Even orphans taken in by extended family, however, face a dim future -- the BU study found that they are more likely to suffer malnutrition, to have inadequate access to health care and education, and to have unmet psychological needs.

And then there are the children who fall through the cracks of Ugandan society altogether: child-headed households are common, and on city streets, homeless children regularly beg for food or a place to sleep. "The situation of street children is compounded by the fact that they're shunned by law enforcers and other people who don't want them around," says Wakhweya. "They literally have nowhere to go."

Providing focus
No figures are available on how much the Ugandan government spends to help households caring for orphans, Wakhweya says, but 80 percent of the families she surveyed receive no such assistance. "Partly that's because the government doesn't know the best way to get money to people, whether it be through churches or government structures," she says, "and partly it's because people are unaware of how to access it."

One form of help that holds promise and should be expanded, Wakhweya says, is a government loan program that gives households caring for orphans livestock in return for some of the animal's offspring. "In addition to interventions in health care, education, and psychosocial support services, we're also pushing for these microcredits, which are small loans or grants in the form of an asset such as a cow or goat that can reproduce and in that way increase a family's assets," she says. "It's been shown to work."

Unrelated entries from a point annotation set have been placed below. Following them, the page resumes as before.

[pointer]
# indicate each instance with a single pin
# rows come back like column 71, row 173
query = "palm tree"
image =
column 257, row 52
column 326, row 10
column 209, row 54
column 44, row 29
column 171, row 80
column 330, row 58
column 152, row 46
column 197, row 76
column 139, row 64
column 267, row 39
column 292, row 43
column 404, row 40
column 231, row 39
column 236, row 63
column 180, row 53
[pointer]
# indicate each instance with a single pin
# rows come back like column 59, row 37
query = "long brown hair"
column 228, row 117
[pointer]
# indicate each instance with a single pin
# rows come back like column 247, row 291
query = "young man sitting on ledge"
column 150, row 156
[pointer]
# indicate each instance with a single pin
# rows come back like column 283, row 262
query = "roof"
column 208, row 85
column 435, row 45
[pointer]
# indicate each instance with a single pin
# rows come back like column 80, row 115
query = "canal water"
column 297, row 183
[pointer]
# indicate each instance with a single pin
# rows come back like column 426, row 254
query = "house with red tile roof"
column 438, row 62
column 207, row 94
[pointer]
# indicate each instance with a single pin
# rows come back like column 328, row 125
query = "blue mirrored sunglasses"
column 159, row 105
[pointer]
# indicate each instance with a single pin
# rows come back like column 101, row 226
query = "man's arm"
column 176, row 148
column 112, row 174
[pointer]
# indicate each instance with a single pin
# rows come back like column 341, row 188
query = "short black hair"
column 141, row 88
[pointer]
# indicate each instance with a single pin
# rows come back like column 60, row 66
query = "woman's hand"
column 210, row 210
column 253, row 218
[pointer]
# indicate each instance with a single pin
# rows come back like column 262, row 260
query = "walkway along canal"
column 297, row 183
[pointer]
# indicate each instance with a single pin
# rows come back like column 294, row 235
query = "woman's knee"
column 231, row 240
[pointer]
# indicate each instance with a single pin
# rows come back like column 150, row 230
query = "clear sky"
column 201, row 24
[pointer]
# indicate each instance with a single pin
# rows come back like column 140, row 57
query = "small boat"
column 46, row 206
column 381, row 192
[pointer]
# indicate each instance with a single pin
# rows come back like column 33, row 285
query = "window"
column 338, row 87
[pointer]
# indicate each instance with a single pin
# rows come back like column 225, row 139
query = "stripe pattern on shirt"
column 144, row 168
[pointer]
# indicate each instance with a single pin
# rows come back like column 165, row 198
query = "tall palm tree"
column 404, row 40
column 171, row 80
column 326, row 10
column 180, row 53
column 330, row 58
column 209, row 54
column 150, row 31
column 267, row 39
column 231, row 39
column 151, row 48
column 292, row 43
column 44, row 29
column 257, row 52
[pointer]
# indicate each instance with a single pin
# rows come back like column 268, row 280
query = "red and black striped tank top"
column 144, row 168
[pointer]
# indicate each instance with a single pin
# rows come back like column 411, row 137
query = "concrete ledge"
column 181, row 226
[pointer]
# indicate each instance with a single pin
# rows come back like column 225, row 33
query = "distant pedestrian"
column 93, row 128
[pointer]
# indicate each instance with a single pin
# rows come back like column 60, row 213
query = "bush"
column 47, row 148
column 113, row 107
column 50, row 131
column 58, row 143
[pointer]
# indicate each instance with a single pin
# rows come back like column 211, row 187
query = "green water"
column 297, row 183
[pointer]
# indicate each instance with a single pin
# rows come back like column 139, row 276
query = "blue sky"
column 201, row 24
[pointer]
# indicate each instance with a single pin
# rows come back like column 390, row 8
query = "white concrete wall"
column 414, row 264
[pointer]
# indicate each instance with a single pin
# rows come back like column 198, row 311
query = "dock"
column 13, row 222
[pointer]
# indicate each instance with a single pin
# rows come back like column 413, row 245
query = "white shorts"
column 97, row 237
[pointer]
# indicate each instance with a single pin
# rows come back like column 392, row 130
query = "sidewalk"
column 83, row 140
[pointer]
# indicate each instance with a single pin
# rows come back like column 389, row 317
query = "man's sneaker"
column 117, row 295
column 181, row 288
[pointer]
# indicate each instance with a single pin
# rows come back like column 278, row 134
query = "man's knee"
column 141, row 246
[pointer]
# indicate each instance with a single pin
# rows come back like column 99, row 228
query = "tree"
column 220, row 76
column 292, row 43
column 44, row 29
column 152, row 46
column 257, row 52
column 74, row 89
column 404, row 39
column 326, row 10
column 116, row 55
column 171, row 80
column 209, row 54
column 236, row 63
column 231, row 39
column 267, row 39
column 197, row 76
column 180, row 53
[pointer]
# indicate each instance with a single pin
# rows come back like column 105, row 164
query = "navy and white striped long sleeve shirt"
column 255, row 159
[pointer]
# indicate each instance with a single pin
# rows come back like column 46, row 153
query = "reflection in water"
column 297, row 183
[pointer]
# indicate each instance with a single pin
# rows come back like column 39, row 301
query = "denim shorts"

Fortunately, Wakhweya says, there is wide public support in Uganda for additional government spending to help orphans. She expects to be involved in a series of follow-up studies to help Uganda formulate specific policy changes. "About 25 percent of households in Uganda care for orphans, so clearly they would want additional support, and the executive branch of Uganda's national government wants it, and UNICEF and USAID want it," she says. "The main objective is to create a system for distributing assistance effectively, and to get it done immediately."